Thomson Reuters is to make its proprietary Reuters Instrument Codes available beyond its desktops and feeds for use across the trade processing lifecycle by both customers and non-customers.
The move comes in the wake of long-running anti-trust proceedings against the vendor by the European Commission over licensing fees and prohibitions placed on market participants from using RICs for post-trade mapping and cross-referencing.
But with the push for a universal Legal Entity Identifier and a renewed regulatory focus on data management issues, Thomson Reuters has decided to follows it rival Bloomberg in making its proprietary symbology available to market participants without the need for any other subscription products from the company.
Bats Chi-X Europe has already agreed to use the extended transaction processing license for Reuters' alphanumeric codes across its own platform.
Paul O'Donnell, chief operating officer, at the Exchange says: "Cross referencing the Bats Chi-X Europe instrument codes with the Thomson Reuters RIC symbols will enable us to reach new market participants as well as improve efficiency and data transparency by facilitating accurate identification of securities on our platform."

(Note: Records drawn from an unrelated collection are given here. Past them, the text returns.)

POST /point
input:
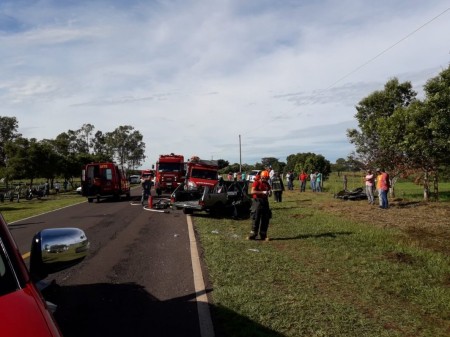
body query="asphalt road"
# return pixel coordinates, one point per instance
(137, 279)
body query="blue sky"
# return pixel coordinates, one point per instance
(192, 76)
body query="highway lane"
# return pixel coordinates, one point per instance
(137, 279)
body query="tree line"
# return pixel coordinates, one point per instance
(64, 156)
(404, 134)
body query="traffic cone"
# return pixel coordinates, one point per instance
(150, 201)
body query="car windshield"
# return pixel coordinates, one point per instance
(8, 283)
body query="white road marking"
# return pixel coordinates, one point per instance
(204, 315)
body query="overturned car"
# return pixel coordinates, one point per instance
(356, 194)
(228, 198)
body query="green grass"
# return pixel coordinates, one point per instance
(322, 276)
(14, 210)
(404, 188)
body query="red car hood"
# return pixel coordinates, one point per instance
(23, 314)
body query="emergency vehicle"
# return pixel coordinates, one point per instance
(169, 172)
(104, 180)
(201, 173)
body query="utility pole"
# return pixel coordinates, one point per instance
(240, 155)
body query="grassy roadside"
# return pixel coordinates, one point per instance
(326, 273)
(13, 211)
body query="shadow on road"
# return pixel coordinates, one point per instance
(117, 310)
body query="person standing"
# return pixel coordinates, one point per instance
(369, 186)
(312, 181)
(291, 181)
(385, 185)
(303, 178)
(277, 187)
(146, 189)
(260, 211)
(378, 184)
(318, 182)
(57, 187)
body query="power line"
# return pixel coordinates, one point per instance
(387, 49)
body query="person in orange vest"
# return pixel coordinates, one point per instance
(260, 211)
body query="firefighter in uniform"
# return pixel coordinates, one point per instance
(260, 210)
(146, 189)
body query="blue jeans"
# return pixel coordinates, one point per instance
(384, 201)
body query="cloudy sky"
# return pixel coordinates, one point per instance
(193, 76)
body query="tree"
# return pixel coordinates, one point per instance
(308, 162)
(424, 136)
(374, 120)
(373, 109)
(8, 132)
(126, 145)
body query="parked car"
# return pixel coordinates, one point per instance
(24, 312)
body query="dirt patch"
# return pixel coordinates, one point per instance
(426, 224)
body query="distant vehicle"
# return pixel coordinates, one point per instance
(104, 180)
(252, 174)
(147, 174)
(169, 172)
(24, 312)
(135, 179)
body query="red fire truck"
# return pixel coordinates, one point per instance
(104, 180)
(169, 172)
(201, 173)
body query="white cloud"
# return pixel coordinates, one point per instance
(193, 75)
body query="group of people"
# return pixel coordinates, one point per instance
(315, 180)
(382, 184)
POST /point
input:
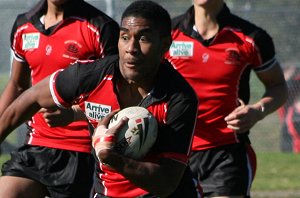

Thomson Reuters pricing and reference data customers will also be free, under an extended securities processing license, to use RICs to reference and retrieve securities data from their securities master databases and navigate to connected content such as legal entity information.
Gerry Buggy, global head of enterprise content at Thomson Reuters, says: "By offering the RIC to all market participants Thomson Reuters promotes operational efficiencies and supports competitive advantage as financial market participants can more reliably communicate with each other and capture more order flow."